The biases of included trials were assessed according to the Cochrane Handbook for Systematic Reviews of Interventions Version 5.3 with respect to the following aspects: sequence generation, allocation concealment, blinding, incomplete outcome data, selective outcome reporting and other bias52. Funnel plots were created to make visual assessments of publication bias. The four-step approach newly developed by the Grading of Recommendations Assessment, Development and Evaluation framework (GRADE) working group was used to rate the quality of evidence in each of the direct, indirect and network estimates53, 54. The inconsistencies between direct and indirect comparisons were assessed using loop-specific heterogeneity tests in Stata 14.0. The quality rating started with high because all included trials were randomized trials. The quality rating would be rated down by -1 (serious concern) or -2 (very serious concern) for the following reasons; limitations in study design (failure to conceal random allocation or lack of blinding), inconsistency (significant heterogeneities across trials in comparisons), indirectness (differences in patient characteristics, co-interventions and measurements of outcomes), imprecision (number of events, -1 if less than 300, -2 if less than 50) and publication bias. Based on the above principles, the direct estimates were provided by head-to-head comparisons and indirect estimates were based on two direct estimates (A v C and B v C for A v B). The lower rating of two direct estimates constitutes the rating of the indirect comparison. Finally, the higher rating of the direct and indirect evidence was regarded as the quality rating for the network meta-analysis53, 54.

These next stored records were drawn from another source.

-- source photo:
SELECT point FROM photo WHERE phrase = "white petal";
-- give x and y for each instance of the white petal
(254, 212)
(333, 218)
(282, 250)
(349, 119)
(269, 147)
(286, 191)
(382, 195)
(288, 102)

Data Synthesis and Statistical Analysis

In this network meta-analysis, the endpoints we focused on included reproductive outcomes (pregnancy rates per ITT, live birth rates per ITT, abortion rates per pregnancy, ovulation rates per cycle, and multiple pregnancy rates per pregnancy) and adverse events (side effects and the occurrence of OHSS). All outcomes were assessed as dichotomous variables. Pregnancy and live birth rates were evaluated based on their count per ITT regardless of how the original trials were analysed. When dealing with the missing participants, we assumed that they did not respond to the treatment. We defined the treatment duration as ranging between 3 and 6 cycles, extracted data only from that period, and then entered these data into a spreadsheet.

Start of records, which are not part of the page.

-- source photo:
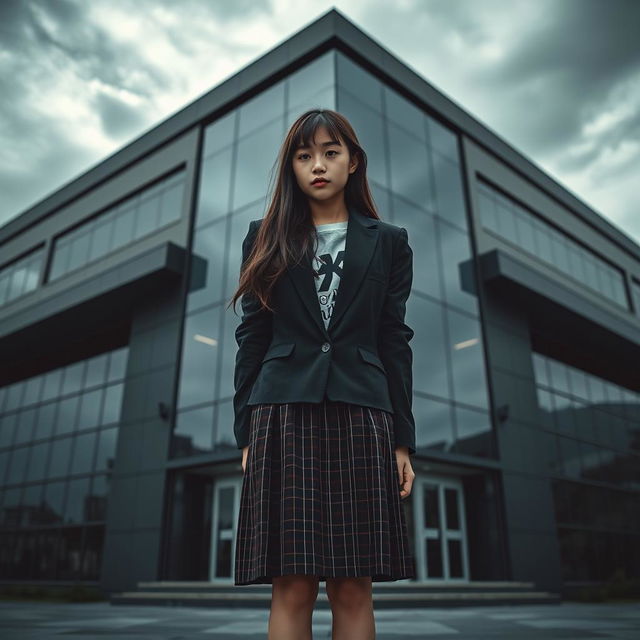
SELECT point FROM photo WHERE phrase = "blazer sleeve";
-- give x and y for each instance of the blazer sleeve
(253, 336)
(393, 342)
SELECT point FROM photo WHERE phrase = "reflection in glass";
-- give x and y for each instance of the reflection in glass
(207, 265)
(430, 364)
(256, 162)
(467, 360)
(306, 81)
(538, 238)
(214, 193)
(20, 277)
(219, 134)
(193, 432)
(260, 110)
(458, 268)
(200, 350)
(369, 126)
(434, 428)
(359, 83)
(411, 170)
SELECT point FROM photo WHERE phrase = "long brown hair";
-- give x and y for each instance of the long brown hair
(287, 232)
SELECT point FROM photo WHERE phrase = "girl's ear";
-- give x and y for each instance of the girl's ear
(353, 165)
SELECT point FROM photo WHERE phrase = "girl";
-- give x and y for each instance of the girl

First, we performed traditional pairwise meta-analyses using Stata 14.0 software. Heterogeneity across trials was measured using the I2 statistic52. An I2 > 50% indicated significant heterogeneity and a random effects model was used; otherwise, a fixed effects model was used. The results are presented as ORs with 95% confidence intervals (CI), and p < 0.05 indicated statistical significance.

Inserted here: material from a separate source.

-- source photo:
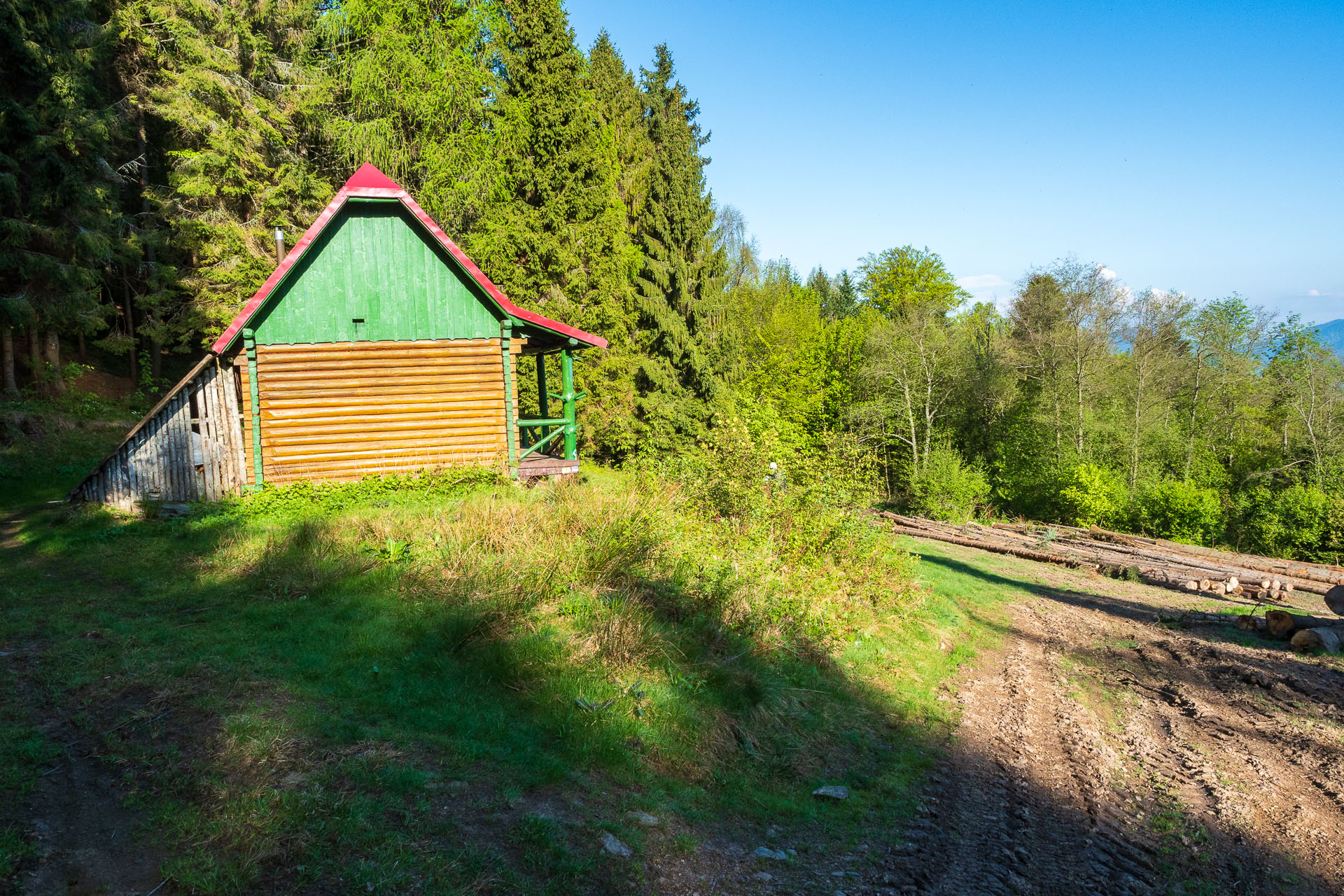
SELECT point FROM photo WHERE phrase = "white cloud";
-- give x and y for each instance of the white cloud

Second, we performed the network meta-analysis using the Markov Chains Monte Carlo (MCMC) method based on the Bayesian framework and using the non-programming software of the Aggregate Data Drug Information System (ADDIS) version 1.16.7. In the Bayesian inference, the posterior distribution was calculated by combining information about prior distributions and observed data. The model implemented in ADDIS used MCMC methods to generate samples from the posterior distribution of the model. Before conducting the network meta-analysis, consistency and convergence were assessed. We used the node splitting method to verify inconsistencies, which separated evidence for a particular comparison into direct and indirect evidence, and p < 0.05 indicated a significant inconsistency. If no significant inconsistency was identified, the relative effects of the interventions were analysed using a consistency model; otherwise, an inconsistency model was used55. Convergence was assessed using the Brooks-Gelman-Rulin method53. If the potential scale reduction factors (PSRF) were close to 1 for all of the chains, the results were considered to be well-converged. The ranking of all evaluated treatments was simultaneously performed using the Bayesian approach. The calculation of ranking probabilities allowed us to estimate the potential efficacy of one treatment relative to that of another, within both rank-over-treatments and treatment-over-ranks analyses.